During his career in the Army, Kilbourne received numerous awards including the following:
- Medal of Honor for "distinguished gallantry" at Paco Bridge, Philippine Islands, February 5, 1899
- Distinguished Service Cross for "extraordinary heroism in action" near Thiacourt, France, September 12, 1918
- Distinguished Service Medal "for services in 89th Division and 36th Artillery Brigade"
- Croix de Guerre (France) for "reconnaissances preparatory to assault on the St.
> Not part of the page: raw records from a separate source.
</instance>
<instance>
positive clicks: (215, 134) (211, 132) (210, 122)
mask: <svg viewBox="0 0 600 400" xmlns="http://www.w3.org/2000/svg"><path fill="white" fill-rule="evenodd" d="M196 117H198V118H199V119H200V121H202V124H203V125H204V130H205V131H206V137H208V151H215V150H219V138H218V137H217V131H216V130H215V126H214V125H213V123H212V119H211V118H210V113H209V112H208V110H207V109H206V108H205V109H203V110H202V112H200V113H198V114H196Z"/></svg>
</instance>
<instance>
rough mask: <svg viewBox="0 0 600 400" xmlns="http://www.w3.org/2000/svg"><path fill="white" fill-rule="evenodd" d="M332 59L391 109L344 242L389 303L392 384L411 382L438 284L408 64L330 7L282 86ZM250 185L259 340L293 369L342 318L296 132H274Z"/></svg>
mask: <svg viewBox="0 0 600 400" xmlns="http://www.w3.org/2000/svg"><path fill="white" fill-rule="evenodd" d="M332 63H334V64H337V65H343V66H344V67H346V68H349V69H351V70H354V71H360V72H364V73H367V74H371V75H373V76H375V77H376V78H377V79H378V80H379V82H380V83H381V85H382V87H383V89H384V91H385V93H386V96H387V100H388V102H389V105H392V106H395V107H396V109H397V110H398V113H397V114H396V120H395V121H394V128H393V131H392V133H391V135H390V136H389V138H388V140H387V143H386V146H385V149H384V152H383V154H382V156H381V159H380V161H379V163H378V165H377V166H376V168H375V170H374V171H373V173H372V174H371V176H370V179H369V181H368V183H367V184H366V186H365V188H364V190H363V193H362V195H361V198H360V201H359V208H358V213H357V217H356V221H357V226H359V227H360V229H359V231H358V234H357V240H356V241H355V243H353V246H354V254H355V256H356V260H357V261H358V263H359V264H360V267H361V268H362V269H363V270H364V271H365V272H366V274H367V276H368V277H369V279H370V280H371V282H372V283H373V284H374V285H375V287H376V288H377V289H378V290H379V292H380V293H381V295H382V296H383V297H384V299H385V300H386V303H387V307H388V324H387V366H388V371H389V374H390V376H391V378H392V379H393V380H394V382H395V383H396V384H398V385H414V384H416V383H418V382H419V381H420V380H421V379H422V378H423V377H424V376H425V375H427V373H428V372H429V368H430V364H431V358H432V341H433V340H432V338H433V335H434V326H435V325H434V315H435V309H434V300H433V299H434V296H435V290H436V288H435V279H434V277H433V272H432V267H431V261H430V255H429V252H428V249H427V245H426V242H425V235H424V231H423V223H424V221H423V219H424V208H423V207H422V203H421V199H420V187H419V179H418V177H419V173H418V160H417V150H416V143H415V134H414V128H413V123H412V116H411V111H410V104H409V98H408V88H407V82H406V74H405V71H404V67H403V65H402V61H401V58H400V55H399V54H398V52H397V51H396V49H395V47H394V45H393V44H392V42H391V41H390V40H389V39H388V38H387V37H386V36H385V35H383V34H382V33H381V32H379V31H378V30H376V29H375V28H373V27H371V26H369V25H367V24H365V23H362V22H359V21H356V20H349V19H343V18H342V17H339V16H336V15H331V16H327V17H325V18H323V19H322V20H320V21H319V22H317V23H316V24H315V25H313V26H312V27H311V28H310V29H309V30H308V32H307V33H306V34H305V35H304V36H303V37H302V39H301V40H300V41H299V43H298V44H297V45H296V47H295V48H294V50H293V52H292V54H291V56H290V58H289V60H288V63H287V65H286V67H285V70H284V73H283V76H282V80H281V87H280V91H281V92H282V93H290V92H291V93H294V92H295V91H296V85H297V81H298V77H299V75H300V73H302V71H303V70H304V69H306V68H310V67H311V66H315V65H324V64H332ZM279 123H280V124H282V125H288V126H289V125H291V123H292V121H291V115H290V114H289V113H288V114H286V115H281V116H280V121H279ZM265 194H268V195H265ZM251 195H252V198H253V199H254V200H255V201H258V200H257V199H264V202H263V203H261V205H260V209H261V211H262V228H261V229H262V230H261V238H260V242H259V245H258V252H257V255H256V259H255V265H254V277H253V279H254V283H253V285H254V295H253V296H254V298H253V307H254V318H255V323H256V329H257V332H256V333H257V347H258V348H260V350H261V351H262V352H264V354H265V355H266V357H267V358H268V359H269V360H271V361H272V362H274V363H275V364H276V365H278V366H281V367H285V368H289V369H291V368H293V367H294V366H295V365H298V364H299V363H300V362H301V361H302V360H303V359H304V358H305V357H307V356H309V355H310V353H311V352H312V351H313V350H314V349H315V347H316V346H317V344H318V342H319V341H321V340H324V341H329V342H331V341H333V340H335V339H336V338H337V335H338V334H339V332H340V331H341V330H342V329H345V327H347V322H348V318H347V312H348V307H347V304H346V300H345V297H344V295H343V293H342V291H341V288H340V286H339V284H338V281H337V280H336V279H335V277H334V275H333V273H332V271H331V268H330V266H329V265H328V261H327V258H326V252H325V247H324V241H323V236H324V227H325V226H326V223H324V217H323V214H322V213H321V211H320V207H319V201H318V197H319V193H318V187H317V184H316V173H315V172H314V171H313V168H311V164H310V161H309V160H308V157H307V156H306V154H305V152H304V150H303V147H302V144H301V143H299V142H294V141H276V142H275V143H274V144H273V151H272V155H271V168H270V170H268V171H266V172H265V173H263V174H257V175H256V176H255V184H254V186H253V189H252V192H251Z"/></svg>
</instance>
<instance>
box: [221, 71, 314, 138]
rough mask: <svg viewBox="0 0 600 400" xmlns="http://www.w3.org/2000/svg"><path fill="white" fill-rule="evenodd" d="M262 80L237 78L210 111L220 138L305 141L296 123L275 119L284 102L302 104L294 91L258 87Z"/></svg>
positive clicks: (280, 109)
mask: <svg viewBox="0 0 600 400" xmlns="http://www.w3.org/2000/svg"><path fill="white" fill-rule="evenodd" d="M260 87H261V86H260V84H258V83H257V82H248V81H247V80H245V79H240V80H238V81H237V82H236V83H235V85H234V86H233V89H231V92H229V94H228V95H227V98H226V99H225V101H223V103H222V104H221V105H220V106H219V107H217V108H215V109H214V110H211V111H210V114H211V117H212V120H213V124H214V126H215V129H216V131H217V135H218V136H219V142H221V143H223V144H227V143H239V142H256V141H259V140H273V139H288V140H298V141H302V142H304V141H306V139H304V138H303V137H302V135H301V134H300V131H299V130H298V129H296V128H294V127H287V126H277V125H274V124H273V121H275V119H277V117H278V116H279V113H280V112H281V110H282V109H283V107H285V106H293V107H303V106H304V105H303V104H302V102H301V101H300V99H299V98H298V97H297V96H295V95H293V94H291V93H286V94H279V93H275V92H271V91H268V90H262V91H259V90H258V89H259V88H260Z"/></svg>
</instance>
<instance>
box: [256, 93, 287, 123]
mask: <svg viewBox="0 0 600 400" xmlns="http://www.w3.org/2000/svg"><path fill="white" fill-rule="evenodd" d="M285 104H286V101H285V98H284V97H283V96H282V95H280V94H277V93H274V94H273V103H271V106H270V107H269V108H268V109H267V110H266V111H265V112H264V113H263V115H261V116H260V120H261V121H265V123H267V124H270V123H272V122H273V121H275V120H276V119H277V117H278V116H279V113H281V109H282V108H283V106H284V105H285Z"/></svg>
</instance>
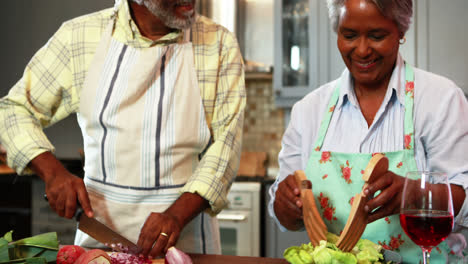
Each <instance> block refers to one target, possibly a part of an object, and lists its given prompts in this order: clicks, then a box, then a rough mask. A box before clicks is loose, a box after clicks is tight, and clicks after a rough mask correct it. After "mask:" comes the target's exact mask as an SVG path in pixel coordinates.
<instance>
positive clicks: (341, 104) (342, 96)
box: [336, 54, 406, 108]
mask: <svg viewBox="0 0 468 264" xmlns="http://www.w3.org/2000/svg"><path fill="white" fill-rule="evenodd" d="M338 81H340V82H341V88H340V96H339V99H338V102H337V105H336V106H337V107H338V108H341V107H343V105H345V104H346V103H347V102H348V101H349V102H350V103H351V104H352V105H354V106H358V105H359V103H358V101H357V97H356V93H355V91H354V85H353V82H352V76H351V73H350V72H349V70H348V69H347V68H346V69H345V70H344V71H343V73H342V74H341V77H340V79H339V80H338ZM405 82H406V79H405V62H404V60H403V58H402V57H401V54H398V57H397V61H396V65H395V68H394V69H393V72H392V76H391V77H390V82H389V83H388V88H390V89H387V92H386V94H385V99H384V102H383V103H385V104H387V103H388V102H389V100H390V99H391V97H392V94H393V93H395V94H396V97H397V98H398V101H399V102H400V104H402V105H404V104H405Z"/></svg>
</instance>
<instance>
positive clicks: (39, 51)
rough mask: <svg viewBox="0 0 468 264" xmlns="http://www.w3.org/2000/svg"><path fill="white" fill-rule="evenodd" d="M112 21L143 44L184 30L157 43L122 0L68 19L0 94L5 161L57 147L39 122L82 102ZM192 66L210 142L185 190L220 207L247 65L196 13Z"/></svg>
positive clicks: (203, 19)
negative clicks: (21, 71)
mask: <svg viewBox="0 0 468 264" xmlns="http://www.w3.org/2000/svg"><path fill="white" fill-rule="evenodd" d="M112 19H116V23H115V28H114V33H113V37H114V38H115V39H117V40H119V41H121V42H123V43H125V44H127V45H129V46H133V47H136V48H146V47H150V46H154V45H166V44H167V43H174V42H176V41H178V40H179V39H180V38H181V37H182V35H183V34H182V33H181V32H173V33H170V34H168V35H166V36H164V37H163V38H161V39H159V40H158V41H152V40H150V39H148V38H145V37H144V36H142V35H141V34H140V32H139V30H138V28H137V26H136V24H135V23H134V22H133V20H132V19H131V16H130V11H129V6H128V3H127V1H121V4H120V5H119V7H118V8H115V10H114V9H112V8H110V9H106V10H103V11H99V12H96V13H93V14H89V15H85V16H82V17H78V18H75V19H73V20H70V21H67V22H65V23H64V24H63V25H62V26H61V27H60V29H59V30H58V31H57V32H56V33H55V34H54V36H52V38H51V39H50V40H49V41H48V42H47V44H46V45H45V46H44V47H43V48H41V49H40V50H39V51H38V52H37V53H36V54H35V55H34V57H33V58H32V59H31V61H30V62H29V64H28V65H27V67H26V69H25V71H24V75H23V77H22V78H21V79H20V80H19V82H18V83H17V84H16V85H15V86H14V87H13V88H12V89H11V91H10V92H9V94H8V95H7V96H6V97H4V98H2V99H1V100H0V122H1V126H0V137H1V138H0V140H1V143H2V145H3V146H4V147H5V149H6V150H7V161H8V165H9V166H10V167H12V168H13V169H15V170H16V171H17V172H18V173H19V174H23V173H25V172H26V171H27V165H28V163H29V162H30V161H31V160H32V159H34V158H35V157H36V156H37V155H39V154H41V153H43V152H46V151H52V152H53V151H54V147H53V146H52V144H51V143H50V141H49V140H48V139H47V137H46V136H45V134H44V132H43V128H44V127H47V126H50V125H53V124H54V123H56V122H58V121H60V120H62V119H64V118H65V117H67V116H68V115H70V114H73V113H76V112H77V111H78V110H79V105H80V93H81V92H80V91H81V88H82V86H83V82H84V80H85V77H86V73H87V70H88V67H89V65H90V63H91V60H92V59H93V56H94V52H95V50H96V48H97V46H98V44H99V42H100V40H101V35H102V33H103V32H104V30H105V27H106V26H107V25H108V24H109V22H110V21H111V20H112ZM192 43H193V51H194V57H195V67H196V72H197V76H198V83H199V86H200V90H201V96H202V100H203V105H204V108H205V114H206V118H207V123H208V125H209V128H210V131H211V134H212V139H213V143H212V144H211V146H210V147H209V148H208V150H207V151H206V153H205V154H204V156H203V158H202V160H201V162H200V165H199V167H198V168H197V170H196V171H195V173H194V174H193V175H192V177H191V178H190V179H189V181H188V183H187V184H186V185H185V187H184V188H183V190H182V192H192V193H194V192H197V193H198V194H200V195H201V196H203V197H204V198H205V199H207V200H208V201H209V202H210V204H211V209H212V211H213V212H215V213H216V212H219V211H220V210H221V209H222V208H223V207H224V206H225V204H226V201H227V192H228V190H229V188H230V186H231V183H232V181H233V180H234V178H235V175H236V171H237V168H238V164H239V157H240V150H241V137H242V124H243V115H244V108H245V97H246V96H245V83H244V68H243V67H244V66H243V62H242V57H241V54H240V50H239V47H238V44H237V41H236V38H235V37H234V36H233V34H232V33H230V32H228V31H227V30H226V29H224V28H223V27H221V26H219V25H216V24H214V23H213V22H211V21H210V20H208V19H207V18H205V17H202V16H198V17H197V19H196V22H195V23H194V24H193V26H192Z"/></svg>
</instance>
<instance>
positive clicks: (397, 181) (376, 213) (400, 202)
mask: <svg viewBox="0 0 468 264" xmlns="http://www.w3.org/2000/svg"><path fill="white" fill-rule="evenodd" d="M404 183H405V178H404V177H401V176H398V175H396V174H395V173H393V172H391V171H387V172H385V173H384V174H383V175H381V176H379V177H377V179H376V180H375V181H374V182H373V183H371V184H369V185H368V187H367V188H366V189H365V190H364V194H366V196H368V197H374V194H375V193H376V192H377V191H380V193H379V195H377V196H376V197H374V198H372V199H371V200H369V201H368V202H367V203H366V206H365V207H364V209H365V210H366V211H367V212H369V218H368V223H372V222H374V221H375V220H378V219H380V218H384V217H386V216H389V215H393V214H398V213H399V212H400V204H401V195H402V192H403V185H404Z"/></svg>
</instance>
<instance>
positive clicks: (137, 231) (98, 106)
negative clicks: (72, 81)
mask: <svg viewBox="0 0 468 264" xmlns="http://www.w3.org/2000/svg"><path fill="white" fill-rule="evenodd" d="M114 23H115V21H112V22H111V23H110V24H109V25H108V27H107V28H106V30H105V32H104V34H103V38H102V40H101V42H100V44H99V46H98V48H97V50H96V53H95V55H94V58H93V61H92V63H91V65H90V68H89V70H88V73H87V76H86V79H85V82H84V86H83V89H82V91H81V100H80V111H79V112H78V121H79V124H80V127H81V130H82V134H83V141H84V150H85V153H86V157H85V158H86V160H85V178H84V181H85V184H86V188H87V190H88V193H89V197H90V200H91V205H92V207H93V210H94V213H95V216H96V218H97V219H98V220H99V221H101V222H103V223H104V224H106V225H107V226H109V227H110V228H112V229H114V230H116V231H117V232H119V233H121V234H122V235H123V236H125V237H127V238H128V239H129V240H131V241H133V242H137V241H138V236H139V234H140V230H141V227H142V226H143V224H144V222H145V220H146V218H147V217H148V216H149V215H150V213H151V212H162V211H164V210H165V209H167V208H168V207H169V206H170V205H171V204H172V203H173V202H174V201H175V200H176V199H177V198H178V197H179V196H180V193H179V191H180V189H181V188H182V187H183V186H184V184H185V183H186V182H187V181H188V179H189V177H191V175H192V174H193V172H194V171H195V170H196V168H197V166H198V164H199V155H200V153H202V152H203V150H204V149H205V148H206V147H207V146H208V145H209V141H210V137H211V135H210V131H209V128H208V125H207V123H206V119H205V112H204V107H203V102H202V98H201V95H200V89H199V87H198V81H197V75H196V71H195V66H194V57H193V47H192V43H191V42H190V30H186V31H185V32H184V33H183V35H184V37H183V39H182V38H181V39H180V40H178V42H177V43H174V44H168V45H156V46H154V47H150V48H135V47H132V46H128V45H125V44H123V43H121V42H119V41H117V40H116V39H114V38H112V32H113V28H114ZM75 244H77V245H82V246H86V247H102V245H101V244H99V243H98V242H97V241H95V240H94V239H92V238H90V237H89V236H88V235H86V234H85V233H82V232H81V231H79V230H78V231H77V235H76V238H75ZM176 246H177V247H178V248H180V249H181V250H183V251H186V252H194V253H210V254H219V253H221V250H220V242H219V227H218V224H217V220H216V218H215V217H211V216H210V215H208V214H206V213H201V214H200V215H198V216H197V217H195V218H194V219H193V220H192V221H191V222H190V223H189V224H188V225H187V226H186V227H185V228H184V229H183V230H182V232H181V234H180V237H179V240H178V242H177V245H176Z"/></svg>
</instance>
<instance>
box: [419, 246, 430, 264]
mask: <svg viewBox="0 0 468 264" xmlns="http://www.w3.org/2000/svg"><path fill="white" fill-rule="evenodd" d="M421 249H422V251H423V263H424V264H429V259H430V258H431V250H432V248H429V249H427V248H423V247H421Z"/></svg>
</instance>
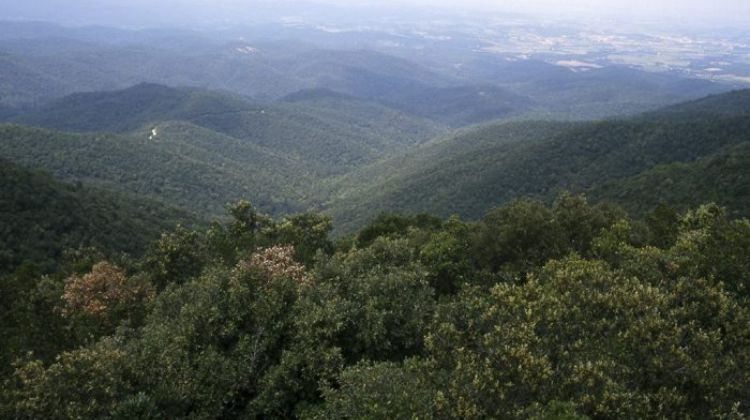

Mihiel Salient"
- Officer of the Legion of Honor (France)
- Spanish Campaign Medal
- China Campaign Medal
- Philippine Campaign Medal
- Victory Medal

===Medal of Honor citation===
Rank and organization: First Lieutenant, U.S. Volunteer Signal Corps. Place and date: At Paco Bridge, Philippine Islands, February 5, 1899. Entered service at. Portland. Oreg. Birth: Fort Myer, Va. Date of issue: May 6, 1905.

Citation:

Within a range of 250 yards of the enemy and in the face of a rapid fire climbed a telegraph pole at the east end of the bridge and in full view of the enemy coolly and carefully repaired a broken telegraph wire, thereby reestablishing telegraphic communication to the front.